Bu durumda, mahkemece, dosyanın; önceki bilirkişi dışında oluşturulacak üç kişilik uzman bilirkişi kuruluna verilmesi, bilirkişi heyetinden davalı kurumun davacı taraftan isteyebileceği elektrik bedelinin, davalının bilirkişi raporuna itirazlarının da karşılandığı denetime elverişli, somut verilere dayalı, gerekçeli yeni bir rapor alınarak sonucuna göre bir karar verilmesi gerekirken; yetersiz bilirkişi raporu benimsenerek hüküm kurulması usul ve yasaya aykırı olup, bozmayı gerektirmiştir.

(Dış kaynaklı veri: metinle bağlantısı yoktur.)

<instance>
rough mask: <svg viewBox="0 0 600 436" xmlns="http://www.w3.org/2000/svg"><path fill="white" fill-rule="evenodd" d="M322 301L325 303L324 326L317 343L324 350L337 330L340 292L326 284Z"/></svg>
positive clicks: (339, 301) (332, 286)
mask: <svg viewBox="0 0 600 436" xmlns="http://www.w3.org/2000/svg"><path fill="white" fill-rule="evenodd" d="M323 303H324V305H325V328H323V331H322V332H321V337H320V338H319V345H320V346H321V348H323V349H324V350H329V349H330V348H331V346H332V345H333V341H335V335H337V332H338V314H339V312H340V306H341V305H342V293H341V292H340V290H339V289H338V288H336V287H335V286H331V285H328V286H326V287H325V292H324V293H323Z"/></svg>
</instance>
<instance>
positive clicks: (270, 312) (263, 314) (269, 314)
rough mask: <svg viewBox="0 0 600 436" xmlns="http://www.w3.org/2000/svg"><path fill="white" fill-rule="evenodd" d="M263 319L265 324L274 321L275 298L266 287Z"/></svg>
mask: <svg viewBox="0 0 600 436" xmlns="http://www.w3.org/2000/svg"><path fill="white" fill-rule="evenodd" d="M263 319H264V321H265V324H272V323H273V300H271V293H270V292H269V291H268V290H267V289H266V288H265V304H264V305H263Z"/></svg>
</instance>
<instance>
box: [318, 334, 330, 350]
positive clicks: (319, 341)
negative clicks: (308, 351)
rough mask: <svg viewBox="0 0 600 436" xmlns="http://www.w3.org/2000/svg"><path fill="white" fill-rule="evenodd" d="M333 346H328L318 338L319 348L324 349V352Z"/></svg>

SONUÇ: Yukarıda açıklanan esaslar göz önünde tutulmaksızın yazılı şekilde hüküm tesisi isabetsiz, temyiz itirazları bu nedenlerle yerinde olduğundan kabulü ile hükmün HUMK.nun 428.maddesi gereğince davalı yararına BOZULMASINA, peşin alınan temyiz harcının istek halinde temyiz edene iadesine, 6100 sayılı HMK"nun Geçici Madde 3 atfıyla 1086 sayılı HUMK"nun 440. maddesi gereğince kararın tebliğinden itibaren 15 günlük süre içinde karar düzeltme yolu açık olmak üzere, 18.01.2018 gününde oybirliğiyle karar verildi.